Atlantic Pacific Moves To Regain Its Footing –

No one can blame the GPs for passing over placment agent Atlantic Pacific Capital. A steady stream of high-profile departures have worn out the carpet under the exit sign at the Greenwich, Conn.-based firm, and few knew if the placement agency would even be around long enough to complete a year-long fundraising drive.

Michael Moreno left the firm to head up the investor relations at Black Diamond Capital Management; Michael Hewitt departed for a similar role at Terra Firma Capital; Basak Araz left to join Lehman Brothers’ fund marketing group; and Alma Poskovic absconded to Deloitte. Daniel Prendergast, meanwhile, left to launch his own placement agency, which led to a legal struggle between himself and his former firm.

However, it wasn’t until Edward Chestnut left to join Citigroup’s placement-agent group that Atlantic-Pacific Founder James Manley moved to stanch the flow of departures.

“It was a contentious period for sure,” one person close to the situation noted. “Anytime you lose that many senior people it’s going to be contentious.”

The solution was to give the remaining senior partners a stake in the firm, reducing Manley’s 100% ownership position, and create a management committee to redistribute control and establish a democratic governance at the firm. Joseph Herman was bumped up to president, while Partners Magnus Christensson, Michael Sotirhos, Tanguy Cotton and Chestnut (who was lured back once the restructuring was put in place) are among those that make up the management committee along with Manley and Herman.

The source characterized the changes as a capitulation on Manley’s part, saying, “Once [Chestnut] left it was pretty obvious that something had to be done. There certainly would’ve been others that followed him out the door.”

However, Atlantic Pacific was still able to raise some notable funds throughout the turmoil, marketing the successful closes of vehicles from MatlinPatterson and Platinum Equity in the second half of 2004, and winning the mandate to raise Legacy Partners in March of this year. And now, with the problems seemingly behind the firm, it is said to be close to winning three new fundraising mandates.

Moreover, the firm has begun hiring new professionals to help fill in some holes left by the departures, and most recently, Geoffrey Berger joined the firm as a principal in charge of direct placements.

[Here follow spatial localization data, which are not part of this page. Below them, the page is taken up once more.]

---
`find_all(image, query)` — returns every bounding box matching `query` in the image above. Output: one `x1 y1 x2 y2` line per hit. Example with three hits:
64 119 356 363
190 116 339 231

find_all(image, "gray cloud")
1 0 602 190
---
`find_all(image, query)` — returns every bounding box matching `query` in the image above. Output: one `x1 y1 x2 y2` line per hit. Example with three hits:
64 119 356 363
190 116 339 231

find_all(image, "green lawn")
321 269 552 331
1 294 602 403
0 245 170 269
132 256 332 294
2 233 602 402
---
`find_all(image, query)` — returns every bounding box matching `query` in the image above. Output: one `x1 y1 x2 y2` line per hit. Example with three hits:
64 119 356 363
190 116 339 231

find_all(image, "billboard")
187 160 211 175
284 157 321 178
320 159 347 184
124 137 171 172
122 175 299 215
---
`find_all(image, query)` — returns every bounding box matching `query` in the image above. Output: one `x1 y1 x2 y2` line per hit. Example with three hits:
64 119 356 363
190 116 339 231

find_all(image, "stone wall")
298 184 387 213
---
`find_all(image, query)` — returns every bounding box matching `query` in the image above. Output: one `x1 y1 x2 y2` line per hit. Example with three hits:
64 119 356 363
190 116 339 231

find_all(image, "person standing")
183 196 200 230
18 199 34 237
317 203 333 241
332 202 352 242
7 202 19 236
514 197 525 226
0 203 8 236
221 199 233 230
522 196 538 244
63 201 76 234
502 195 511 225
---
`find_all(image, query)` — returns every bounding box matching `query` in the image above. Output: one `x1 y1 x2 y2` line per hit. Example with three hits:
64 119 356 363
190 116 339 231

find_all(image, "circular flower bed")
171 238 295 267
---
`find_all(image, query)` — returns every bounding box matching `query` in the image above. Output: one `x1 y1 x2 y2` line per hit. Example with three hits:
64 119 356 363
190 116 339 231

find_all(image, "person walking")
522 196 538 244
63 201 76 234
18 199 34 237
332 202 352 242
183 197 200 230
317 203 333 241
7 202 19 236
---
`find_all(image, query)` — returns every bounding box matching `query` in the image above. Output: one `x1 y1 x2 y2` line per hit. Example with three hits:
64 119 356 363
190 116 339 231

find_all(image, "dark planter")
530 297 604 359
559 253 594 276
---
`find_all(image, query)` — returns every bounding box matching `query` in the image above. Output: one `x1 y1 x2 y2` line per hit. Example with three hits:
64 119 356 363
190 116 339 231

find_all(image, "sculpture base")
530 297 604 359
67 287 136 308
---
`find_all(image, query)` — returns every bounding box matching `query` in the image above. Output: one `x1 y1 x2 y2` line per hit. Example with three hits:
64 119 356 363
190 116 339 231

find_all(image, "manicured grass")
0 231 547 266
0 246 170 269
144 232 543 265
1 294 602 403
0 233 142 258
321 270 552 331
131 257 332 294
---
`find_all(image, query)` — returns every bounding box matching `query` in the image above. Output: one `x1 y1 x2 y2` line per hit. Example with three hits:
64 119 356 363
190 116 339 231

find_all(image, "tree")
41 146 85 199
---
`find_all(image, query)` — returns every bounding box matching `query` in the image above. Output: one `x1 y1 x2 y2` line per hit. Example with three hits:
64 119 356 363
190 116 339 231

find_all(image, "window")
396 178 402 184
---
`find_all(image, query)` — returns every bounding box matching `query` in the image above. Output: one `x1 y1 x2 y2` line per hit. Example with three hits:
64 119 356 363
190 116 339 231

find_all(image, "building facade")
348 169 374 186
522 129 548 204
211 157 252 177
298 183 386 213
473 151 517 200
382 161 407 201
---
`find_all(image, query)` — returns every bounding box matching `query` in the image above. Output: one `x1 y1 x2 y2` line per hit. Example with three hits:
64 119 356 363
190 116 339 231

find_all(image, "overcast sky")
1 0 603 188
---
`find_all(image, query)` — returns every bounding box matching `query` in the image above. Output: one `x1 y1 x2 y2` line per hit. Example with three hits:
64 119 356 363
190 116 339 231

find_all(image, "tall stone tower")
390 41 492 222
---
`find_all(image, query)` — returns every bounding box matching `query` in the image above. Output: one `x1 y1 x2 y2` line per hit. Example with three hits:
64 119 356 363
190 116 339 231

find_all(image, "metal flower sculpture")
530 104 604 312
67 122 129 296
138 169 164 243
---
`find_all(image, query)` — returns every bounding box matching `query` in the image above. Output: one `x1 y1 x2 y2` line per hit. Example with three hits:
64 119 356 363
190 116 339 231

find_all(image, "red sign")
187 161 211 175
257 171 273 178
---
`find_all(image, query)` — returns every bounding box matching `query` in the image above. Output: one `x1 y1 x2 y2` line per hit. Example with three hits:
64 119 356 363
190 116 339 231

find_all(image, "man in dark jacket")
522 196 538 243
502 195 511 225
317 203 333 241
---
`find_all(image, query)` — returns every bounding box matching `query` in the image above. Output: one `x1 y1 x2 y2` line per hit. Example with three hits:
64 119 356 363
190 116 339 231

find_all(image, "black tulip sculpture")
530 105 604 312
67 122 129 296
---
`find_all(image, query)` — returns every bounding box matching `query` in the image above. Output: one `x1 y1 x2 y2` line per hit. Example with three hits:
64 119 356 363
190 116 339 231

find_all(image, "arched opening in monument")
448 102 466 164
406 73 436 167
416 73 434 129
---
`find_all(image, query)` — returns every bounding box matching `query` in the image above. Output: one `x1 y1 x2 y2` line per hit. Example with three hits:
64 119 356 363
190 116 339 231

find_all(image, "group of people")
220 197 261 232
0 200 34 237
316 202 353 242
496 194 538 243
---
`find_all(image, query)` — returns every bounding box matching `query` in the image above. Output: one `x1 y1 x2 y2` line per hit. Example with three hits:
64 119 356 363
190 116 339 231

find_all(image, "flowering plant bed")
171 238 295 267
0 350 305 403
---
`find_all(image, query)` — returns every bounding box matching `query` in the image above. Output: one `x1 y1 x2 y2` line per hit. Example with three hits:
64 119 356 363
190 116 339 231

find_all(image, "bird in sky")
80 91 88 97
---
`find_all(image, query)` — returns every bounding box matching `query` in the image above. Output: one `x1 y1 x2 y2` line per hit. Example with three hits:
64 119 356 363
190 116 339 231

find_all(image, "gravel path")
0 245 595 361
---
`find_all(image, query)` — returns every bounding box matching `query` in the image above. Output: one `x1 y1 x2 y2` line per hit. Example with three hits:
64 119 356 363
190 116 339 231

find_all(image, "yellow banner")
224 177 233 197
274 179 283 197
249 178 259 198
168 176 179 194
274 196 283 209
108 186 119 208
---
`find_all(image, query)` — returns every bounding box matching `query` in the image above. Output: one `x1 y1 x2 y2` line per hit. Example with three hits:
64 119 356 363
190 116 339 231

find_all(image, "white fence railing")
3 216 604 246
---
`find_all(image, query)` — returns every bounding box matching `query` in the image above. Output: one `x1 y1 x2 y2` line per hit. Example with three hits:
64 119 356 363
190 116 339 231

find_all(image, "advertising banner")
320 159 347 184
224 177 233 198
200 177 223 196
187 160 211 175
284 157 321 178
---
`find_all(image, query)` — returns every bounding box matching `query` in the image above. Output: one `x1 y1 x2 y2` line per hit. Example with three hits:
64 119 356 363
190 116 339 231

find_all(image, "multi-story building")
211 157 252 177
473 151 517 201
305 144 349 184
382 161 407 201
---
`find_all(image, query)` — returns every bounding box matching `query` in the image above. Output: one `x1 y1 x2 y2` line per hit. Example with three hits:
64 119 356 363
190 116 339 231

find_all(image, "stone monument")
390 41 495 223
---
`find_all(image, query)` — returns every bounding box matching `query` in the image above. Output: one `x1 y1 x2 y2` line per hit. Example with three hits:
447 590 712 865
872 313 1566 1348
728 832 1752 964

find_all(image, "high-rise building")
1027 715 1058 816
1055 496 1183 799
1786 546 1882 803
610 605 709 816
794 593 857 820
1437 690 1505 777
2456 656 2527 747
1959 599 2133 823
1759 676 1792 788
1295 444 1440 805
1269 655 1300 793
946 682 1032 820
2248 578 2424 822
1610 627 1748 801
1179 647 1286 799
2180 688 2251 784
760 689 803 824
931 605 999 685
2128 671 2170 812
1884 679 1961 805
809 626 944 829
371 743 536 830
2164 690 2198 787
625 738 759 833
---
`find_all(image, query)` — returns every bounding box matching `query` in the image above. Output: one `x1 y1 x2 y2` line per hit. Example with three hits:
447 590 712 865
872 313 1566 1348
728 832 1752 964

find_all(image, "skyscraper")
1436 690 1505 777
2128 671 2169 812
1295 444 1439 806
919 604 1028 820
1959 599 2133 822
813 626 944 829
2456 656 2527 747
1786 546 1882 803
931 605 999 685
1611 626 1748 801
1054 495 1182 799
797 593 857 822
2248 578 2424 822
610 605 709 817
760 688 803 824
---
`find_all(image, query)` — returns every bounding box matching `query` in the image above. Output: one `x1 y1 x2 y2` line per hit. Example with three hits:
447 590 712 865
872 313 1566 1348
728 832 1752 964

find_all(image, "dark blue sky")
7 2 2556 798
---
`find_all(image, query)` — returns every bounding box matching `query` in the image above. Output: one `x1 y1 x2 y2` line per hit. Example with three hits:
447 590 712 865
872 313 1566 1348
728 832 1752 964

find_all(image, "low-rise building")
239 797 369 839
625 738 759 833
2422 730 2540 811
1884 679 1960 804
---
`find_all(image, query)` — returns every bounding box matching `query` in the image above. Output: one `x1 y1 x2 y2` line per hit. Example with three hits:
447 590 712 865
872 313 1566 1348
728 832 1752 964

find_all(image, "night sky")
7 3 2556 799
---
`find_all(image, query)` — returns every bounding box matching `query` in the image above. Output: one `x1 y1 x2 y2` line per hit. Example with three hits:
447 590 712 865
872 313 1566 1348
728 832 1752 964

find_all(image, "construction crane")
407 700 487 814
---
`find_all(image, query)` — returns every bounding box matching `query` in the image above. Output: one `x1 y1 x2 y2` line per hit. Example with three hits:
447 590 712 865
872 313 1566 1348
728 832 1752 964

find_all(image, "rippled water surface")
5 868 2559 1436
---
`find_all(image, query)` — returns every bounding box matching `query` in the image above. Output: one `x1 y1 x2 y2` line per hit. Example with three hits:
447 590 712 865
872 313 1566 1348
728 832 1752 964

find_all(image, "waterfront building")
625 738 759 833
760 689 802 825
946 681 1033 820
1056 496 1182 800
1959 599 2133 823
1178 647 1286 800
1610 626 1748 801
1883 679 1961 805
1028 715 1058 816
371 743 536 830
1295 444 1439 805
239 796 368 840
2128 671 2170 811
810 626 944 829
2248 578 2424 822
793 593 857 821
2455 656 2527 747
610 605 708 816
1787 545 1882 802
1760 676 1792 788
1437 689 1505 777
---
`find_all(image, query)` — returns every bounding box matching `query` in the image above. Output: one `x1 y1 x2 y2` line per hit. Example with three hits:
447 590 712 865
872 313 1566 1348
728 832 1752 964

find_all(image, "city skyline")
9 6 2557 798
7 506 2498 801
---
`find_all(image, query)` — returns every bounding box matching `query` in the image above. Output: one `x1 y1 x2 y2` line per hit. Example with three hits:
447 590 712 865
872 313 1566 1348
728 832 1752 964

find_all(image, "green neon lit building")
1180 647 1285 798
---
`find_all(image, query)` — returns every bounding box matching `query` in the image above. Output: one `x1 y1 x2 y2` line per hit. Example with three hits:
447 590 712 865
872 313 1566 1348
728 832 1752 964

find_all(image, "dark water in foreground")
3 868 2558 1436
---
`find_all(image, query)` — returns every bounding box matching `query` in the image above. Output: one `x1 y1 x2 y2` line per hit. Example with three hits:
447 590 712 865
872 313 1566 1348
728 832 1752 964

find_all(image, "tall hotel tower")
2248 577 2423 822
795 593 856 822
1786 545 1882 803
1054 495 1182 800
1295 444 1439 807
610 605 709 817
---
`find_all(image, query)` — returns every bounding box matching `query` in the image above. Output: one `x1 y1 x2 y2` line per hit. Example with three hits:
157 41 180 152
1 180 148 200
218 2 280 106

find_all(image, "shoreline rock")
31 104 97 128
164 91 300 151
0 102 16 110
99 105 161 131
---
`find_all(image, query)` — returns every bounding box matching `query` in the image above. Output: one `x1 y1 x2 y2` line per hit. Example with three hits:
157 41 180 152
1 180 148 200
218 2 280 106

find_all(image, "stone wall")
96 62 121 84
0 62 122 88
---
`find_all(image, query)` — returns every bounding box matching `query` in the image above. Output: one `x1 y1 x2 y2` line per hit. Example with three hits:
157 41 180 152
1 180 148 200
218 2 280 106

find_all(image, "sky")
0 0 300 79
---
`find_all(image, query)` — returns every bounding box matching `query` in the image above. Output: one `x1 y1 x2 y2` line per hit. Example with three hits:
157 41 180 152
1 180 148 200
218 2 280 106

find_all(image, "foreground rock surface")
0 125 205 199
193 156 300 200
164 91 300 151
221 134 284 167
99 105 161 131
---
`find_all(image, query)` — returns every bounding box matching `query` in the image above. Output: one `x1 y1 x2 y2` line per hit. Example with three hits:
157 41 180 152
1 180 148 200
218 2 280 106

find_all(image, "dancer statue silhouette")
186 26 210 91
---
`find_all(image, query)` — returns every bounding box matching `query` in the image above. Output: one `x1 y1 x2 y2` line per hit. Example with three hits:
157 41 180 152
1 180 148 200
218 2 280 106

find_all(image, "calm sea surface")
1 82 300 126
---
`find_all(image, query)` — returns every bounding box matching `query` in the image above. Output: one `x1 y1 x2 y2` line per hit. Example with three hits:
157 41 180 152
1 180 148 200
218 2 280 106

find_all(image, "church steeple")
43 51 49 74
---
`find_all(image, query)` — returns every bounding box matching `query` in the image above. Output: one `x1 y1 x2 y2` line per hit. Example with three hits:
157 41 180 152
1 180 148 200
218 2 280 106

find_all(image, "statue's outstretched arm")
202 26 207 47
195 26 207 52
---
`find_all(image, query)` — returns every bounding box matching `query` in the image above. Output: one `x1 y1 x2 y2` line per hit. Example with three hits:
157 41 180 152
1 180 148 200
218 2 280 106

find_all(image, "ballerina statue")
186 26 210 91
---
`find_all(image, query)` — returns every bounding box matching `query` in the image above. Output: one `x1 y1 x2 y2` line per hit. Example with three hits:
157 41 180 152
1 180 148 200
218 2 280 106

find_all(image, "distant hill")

Atlantic Pacific expects business to return now that its internal issues have been resolved. “When this was all up in the air, we couldn’t win business. It was a major barrier for us,” the source said. “Fundraising is a nine to 12 month process, and we couldn’t guarantee that certain partners were going to be around that long, so it was a risky bet for the GPs. Now, that shouldn’t be a problem.”